>Daily Development for Wednesday, July 23, 2007
>by: Patrick A. Randolph, Jr.
>Elmer F. Pierson Professor of Law
>UMKC School of Law
>Of Counsel: Husch Blackwell Sanders
>Kansas City, Missouri
>dirt@umkc.edu
>
>MORTGAGES; DEEDS OF TRUST; PRIVATE FORECLOSURE:  A regularly conducted trustee's sale is final when the winning bid is accepted, even if, through trustee’s error, the permitted opening bid was dramatically lower than that required by lender and the sale was therefore for an inadequate price.

>
>Udall v. T.D. Escrow Services, 159 Wash. 203, 154 P. 2d 882 (Wash. 2007)
>
>Trustee instructed its auctioneer to open the bidding at $159,422.20.  The auctioneer (in error) opened the bidding at $59,421.20. Udall (collaborating with other potential bidders, was the only bidder at $59,422.20. The Trustee had a practice of withholding to deed in order to verify funds and to make sure that the debtor had not filed a last minute bankruptcy, and this policy was known to the foreclosure purchaser.

>
>On discovering the error (before the deed had been delivered), Trustee cancelled the sale and sent Udall a refund. He refused the refund and sued to quiet title.

>
>The Washington Court of Appeals upheld the Trustee’s position that the sale wasn’t final until the deed was delivered, and could be cancelled. 

>
>The Washington Supreme Court, however, reversed, based upon an analysis of the statutory language for Washington deeds of trust.  The court held that the sale was final upon the acceptance of the highest bid and the delivery of the trustee's deed to the successful bidder was a ministerial, not a discretionary, act.

>
>Although the trustee had not authorized its auctioneer to open the bidding or sell the property at the low price, the court held that the auctioneer was vested in apparent authority upon which Udall was entitled to rely. 

>
>The court noted that there was no ill consequence to the borrower because of the inadequate sale price, because under Washington law, there is no deficiency following a non-judicial foreclosure of a deed of trust.

>
>Comment 1: Compare this case to Household Bank, FSB v. Lewis, 2008 Westlaw 2132467 (Ill App. 5/22/08), the DIRT DD for 7/11/08, where the court permitted a lender to back away from a an accepted auction bid in a judicial foreclosure.  Local law law provided for judicial confirmation of the sale.  The lender decided, after the auction, to permit the borrower to complete a “short sale” of the property to avoid a deficiency, and withdrew its petition for confirmation.  The court specifically stated that, under Illinois, law, the foreclosure sale purchaser had no right to control whether the sale went through for confirmation.  (The foreclosure purchaser got its money back, of course.)  Certainly a different philosophy from here.

>
>Comment 2: In the instant case, should Udall, by all appearances a veteran foreclosure sale shopper, have been entitled to assume that there was no error when this huge bargain appeared on the foreclosure list?  The court certainly felt that Udall was entitled.  Compare the view of the same court in 1988 in Glidden v. Municipal Authority of Tacoma, 11 Wash. 2d 341, 758 P. 2d 487 (Wash. 1988), where the court dealt with the question of whether a bidder was a BFP as to a trustee’s error in notifying a junior lender of the sale.  Under the statute at the time, a BFP enjoyed a conclusive presumption that the sale is technically valid.  The court held that, even though the trustee insisted that she had notified the junior lienholder, it was still a question of fact whether the foreclosure purchaser should have accepted this at face value when the junior had a significant economic interest to protect at the sale.  It remanded for more factual analysis.

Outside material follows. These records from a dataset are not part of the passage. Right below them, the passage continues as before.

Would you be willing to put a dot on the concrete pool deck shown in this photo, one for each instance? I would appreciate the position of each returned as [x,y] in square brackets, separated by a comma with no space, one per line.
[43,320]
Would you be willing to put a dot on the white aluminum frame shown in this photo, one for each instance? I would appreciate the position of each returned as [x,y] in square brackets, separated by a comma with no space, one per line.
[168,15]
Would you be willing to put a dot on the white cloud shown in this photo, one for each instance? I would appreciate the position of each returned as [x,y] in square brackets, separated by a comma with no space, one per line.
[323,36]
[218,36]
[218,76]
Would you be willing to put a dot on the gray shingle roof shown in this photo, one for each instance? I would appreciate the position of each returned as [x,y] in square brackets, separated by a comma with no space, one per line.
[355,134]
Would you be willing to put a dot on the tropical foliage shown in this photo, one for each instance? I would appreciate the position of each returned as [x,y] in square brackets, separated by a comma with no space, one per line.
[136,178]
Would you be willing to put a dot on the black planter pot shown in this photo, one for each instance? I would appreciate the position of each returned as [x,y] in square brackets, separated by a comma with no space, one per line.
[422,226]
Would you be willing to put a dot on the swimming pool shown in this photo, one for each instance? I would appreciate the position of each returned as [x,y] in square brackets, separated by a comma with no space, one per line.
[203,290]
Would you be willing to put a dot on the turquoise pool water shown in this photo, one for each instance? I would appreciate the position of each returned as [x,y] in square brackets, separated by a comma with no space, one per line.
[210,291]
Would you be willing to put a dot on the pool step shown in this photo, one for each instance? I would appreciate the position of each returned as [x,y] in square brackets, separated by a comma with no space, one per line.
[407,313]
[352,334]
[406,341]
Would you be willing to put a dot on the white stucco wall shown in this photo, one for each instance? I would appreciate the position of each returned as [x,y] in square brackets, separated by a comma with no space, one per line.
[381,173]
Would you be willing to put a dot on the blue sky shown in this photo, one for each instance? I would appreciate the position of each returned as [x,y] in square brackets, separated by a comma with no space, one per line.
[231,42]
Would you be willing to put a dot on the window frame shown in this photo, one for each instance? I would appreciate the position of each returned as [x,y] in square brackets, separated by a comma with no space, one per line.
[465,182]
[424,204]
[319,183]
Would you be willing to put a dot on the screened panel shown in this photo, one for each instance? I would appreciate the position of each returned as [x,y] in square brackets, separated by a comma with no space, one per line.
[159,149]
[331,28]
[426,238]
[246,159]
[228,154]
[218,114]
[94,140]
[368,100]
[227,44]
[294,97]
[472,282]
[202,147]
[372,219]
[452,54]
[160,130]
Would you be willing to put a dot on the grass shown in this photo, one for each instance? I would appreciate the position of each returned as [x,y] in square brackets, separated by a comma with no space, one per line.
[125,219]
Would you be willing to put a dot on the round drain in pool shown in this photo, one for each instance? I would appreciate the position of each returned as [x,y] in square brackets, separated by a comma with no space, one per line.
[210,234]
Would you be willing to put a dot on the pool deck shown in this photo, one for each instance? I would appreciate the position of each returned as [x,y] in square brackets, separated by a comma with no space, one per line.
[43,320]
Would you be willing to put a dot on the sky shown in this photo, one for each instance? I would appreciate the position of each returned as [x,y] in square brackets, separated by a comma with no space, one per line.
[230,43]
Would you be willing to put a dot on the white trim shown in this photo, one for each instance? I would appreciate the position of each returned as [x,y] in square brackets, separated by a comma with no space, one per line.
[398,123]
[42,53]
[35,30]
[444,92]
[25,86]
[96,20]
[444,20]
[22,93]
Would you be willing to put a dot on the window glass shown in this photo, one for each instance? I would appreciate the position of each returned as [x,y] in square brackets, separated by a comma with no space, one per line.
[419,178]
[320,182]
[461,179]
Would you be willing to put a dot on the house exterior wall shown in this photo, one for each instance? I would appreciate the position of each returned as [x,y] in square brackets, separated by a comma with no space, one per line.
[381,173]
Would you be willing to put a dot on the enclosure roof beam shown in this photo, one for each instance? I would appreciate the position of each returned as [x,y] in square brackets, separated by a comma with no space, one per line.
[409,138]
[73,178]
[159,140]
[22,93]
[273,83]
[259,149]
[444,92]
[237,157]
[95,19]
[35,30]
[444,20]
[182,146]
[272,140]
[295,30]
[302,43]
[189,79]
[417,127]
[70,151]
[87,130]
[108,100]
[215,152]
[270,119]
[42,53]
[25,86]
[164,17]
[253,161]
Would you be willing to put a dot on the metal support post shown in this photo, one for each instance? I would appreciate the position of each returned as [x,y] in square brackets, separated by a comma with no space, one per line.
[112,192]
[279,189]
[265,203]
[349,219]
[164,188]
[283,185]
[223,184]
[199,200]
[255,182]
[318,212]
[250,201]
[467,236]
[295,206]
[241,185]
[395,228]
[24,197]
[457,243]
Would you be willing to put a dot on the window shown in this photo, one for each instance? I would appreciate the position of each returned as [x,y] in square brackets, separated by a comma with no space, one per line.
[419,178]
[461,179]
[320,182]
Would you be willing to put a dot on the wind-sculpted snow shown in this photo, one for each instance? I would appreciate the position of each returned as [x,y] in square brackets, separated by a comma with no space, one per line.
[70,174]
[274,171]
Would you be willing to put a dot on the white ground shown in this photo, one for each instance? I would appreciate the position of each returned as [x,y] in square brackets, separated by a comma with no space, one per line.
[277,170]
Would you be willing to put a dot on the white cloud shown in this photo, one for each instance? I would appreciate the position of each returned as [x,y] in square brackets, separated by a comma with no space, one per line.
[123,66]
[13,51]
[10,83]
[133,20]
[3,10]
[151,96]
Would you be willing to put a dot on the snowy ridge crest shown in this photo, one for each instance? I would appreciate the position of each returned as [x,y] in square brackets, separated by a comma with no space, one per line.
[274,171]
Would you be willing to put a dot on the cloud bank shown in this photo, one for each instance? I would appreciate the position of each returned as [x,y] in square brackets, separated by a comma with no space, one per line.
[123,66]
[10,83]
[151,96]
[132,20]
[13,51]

>The Reporter for this case was John Weaver of the University of Seattle Law School, although most of the text above was in fact substituted by the editor into John’s useful brief summary.

>
>Comment 3: According to Arizona lawyer, Michael Denious, in Arizona (also a trustee sale state), the sale is not deemed completed until actual payment of the bid price. See In re Benson, 293 B.R. 234 (D.Ariz.Bkr. 2003), which interpreted the Arizona trustee sale statutes to conclude that the sale of property was complete, so as to cut off a Chapter 13 debtor's statutory right to cure the prepetition default, only upon payment in full of the bid price. (NB: In Arizona the prevailing bidder must pay the bid price in full by 5 p.m. on the next business day following the auction; following that, the recordation of the trustee's deed is a ministerial act.)